Andrew Bowen’s novella, Triune, is a timely story of religious hatred, its effect on people’s lives and psyches, all the lunacy, violence and misery it engenders in its wake, and the utter waste and foolishness of it all.
Triune begins as the story of an eponymous rock band comprised of an irreverent young Jewish man (Jaron), an enigmatic young Christian man (Noah), and a half-traditional/half-progressive young Muslim woman (Sam). The three are on a mission to show the world that just as they can make music together, so could we all make peace together: “God made us all unique, you know?” Sam tells a reporter. “Triune shows people that unity can be achieved with hard work and an open mind.”
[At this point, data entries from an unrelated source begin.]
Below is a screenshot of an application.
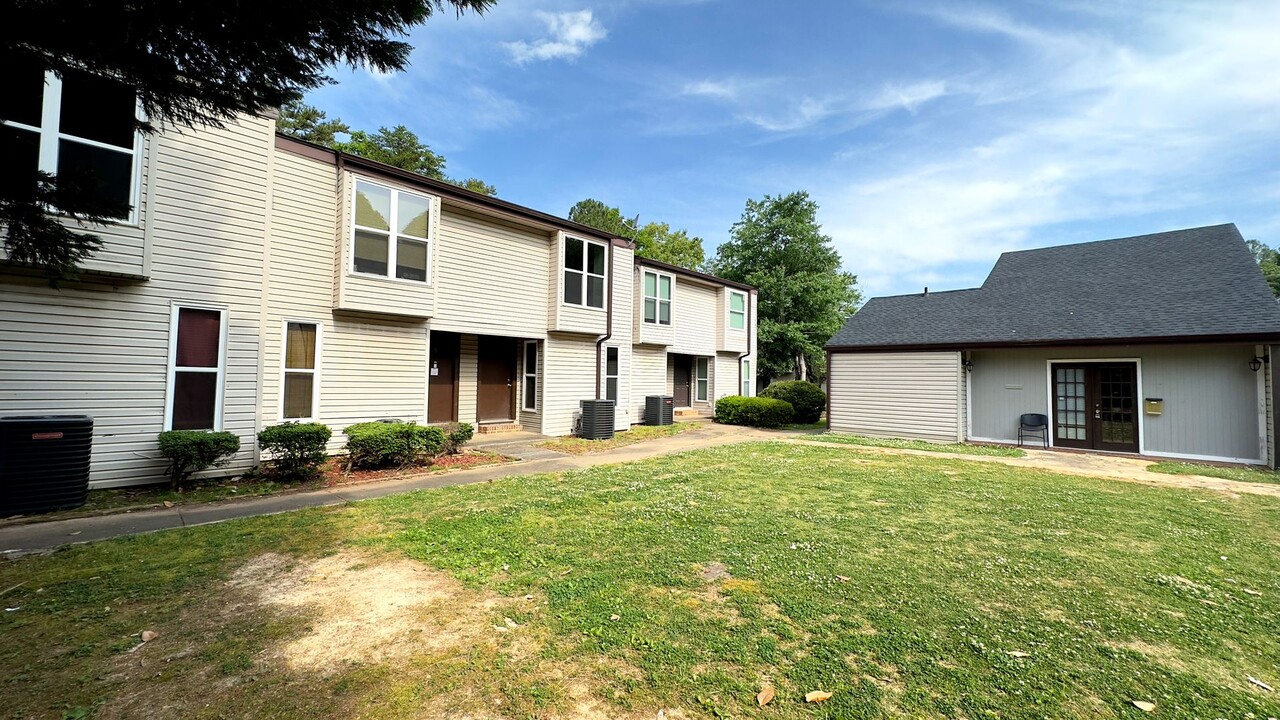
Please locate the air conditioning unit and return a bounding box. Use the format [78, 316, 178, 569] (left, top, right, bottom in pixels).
[0, 415, 93, 518]
[644, 395, 676, 425]
[577, 400, 614, 439]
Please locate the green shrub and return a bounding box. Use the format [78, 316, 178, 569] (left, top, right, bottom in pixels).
[716, 395, 795, 428]
[760, 380, 827, 424]
[442, 423, 476, 455]
[160, 430, 239, 489]
[257, 423, 333, 480]
[347, 423, 447, 468]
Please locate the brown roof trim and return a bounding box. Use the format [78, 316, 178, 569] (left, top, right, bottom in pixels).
[827, 334, 1280, 352]
[275, 133, 626, 241]
[636, 255, 756, 292]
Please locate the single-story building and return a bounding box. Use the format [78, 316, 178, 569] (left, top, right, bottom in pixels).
[827, 224, 1280, 468]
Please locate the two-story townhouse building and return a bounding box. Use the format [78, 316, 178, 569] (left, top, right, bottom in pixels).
[0, 76, 755, 487]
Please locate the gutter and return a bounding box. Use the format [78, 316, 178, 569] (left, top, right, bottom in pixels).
[737, 288, 759, 393]
[595, 238, 635, 397]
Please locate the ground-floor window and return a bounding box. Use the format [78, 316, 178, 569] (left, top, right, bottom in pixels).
[525, 340, 538, 411]
[164, 305, 227, 430]
[604, 347, 618, 402]
[280, 320, 320, 420]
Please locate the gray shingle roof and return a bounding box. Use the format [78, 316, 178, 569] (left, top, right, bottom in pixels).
[827, 224, 1280, 348]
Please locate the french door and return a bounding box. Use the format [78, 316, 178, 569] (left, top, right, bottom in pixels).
[1052, 363, 1138, 452]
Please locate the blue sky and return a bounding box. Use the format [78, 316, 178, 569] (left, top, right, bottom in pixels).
[307, 0, 1280, 296]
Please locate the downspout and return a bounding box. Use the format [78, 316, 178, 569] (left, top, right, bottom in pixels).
[737, 290, 759, 393]
[595, 237, 621, 400]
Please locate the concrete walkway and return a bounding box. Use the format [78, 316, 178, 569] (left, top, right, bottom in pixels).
[787, 438, 1280, 497]
[0, 425, 778, 553]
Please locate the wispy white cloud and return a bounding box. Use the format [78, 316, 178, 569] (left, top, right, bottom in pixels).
[503, 10, 608, 65]
[819, 4, 1280, 292]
Their naivete and youthful enthusiasm is played out against a background of bigoted parental figures and the endless war in the Middle East. Just as they are about to achieve the long-wished-for dream of a music company contract, Jaron’s brother is killed in Israel, the band breaks up, and (evidently to please his grieving parents) Jaron returns to Israel and joins the army. Not, however, before he unknowingly impregnates Sam, causing her family to disown her.
Sam moves in with Noah, who clearly has some painful past secrets that have warped his chances for happiness. Jaron, off to the wars, keeps in touch with Noah but does not respond to Sam’s letters. In one such letter she tells Jaron about an incident in a store in which a mother got flustered with her whining, arguing children, and took away the book they were fighting over, saying, “I’m sick of this fighting. If you can’t share, then neither of you can have it.” Sam reflects that God ought to say the same thing about the Holy Land: if we can’t share it, nobody can have it!
She has no way of knowing that Jaron, who doesn’t write to her, has latched on to this idea in a rather twisted way. The final section of the book, in which Noah tries to find and rescue Jaron, reads like a Dan Brown story, in which spiritual ideas become the basis for great, if disturbing, adventures. You’ll have to read the book yourself to find out what happens on the Temple Mount!
I would just add my agreement with and appreciation for what I take to be Bowen’s real underlying point in this nicely-done first novel, as expressed in the book by Noah: Speaking of Triune he describes it as “three people of different faiths displaying the universal truth of benevolence, compassion and peace that lie at the core of every religion.”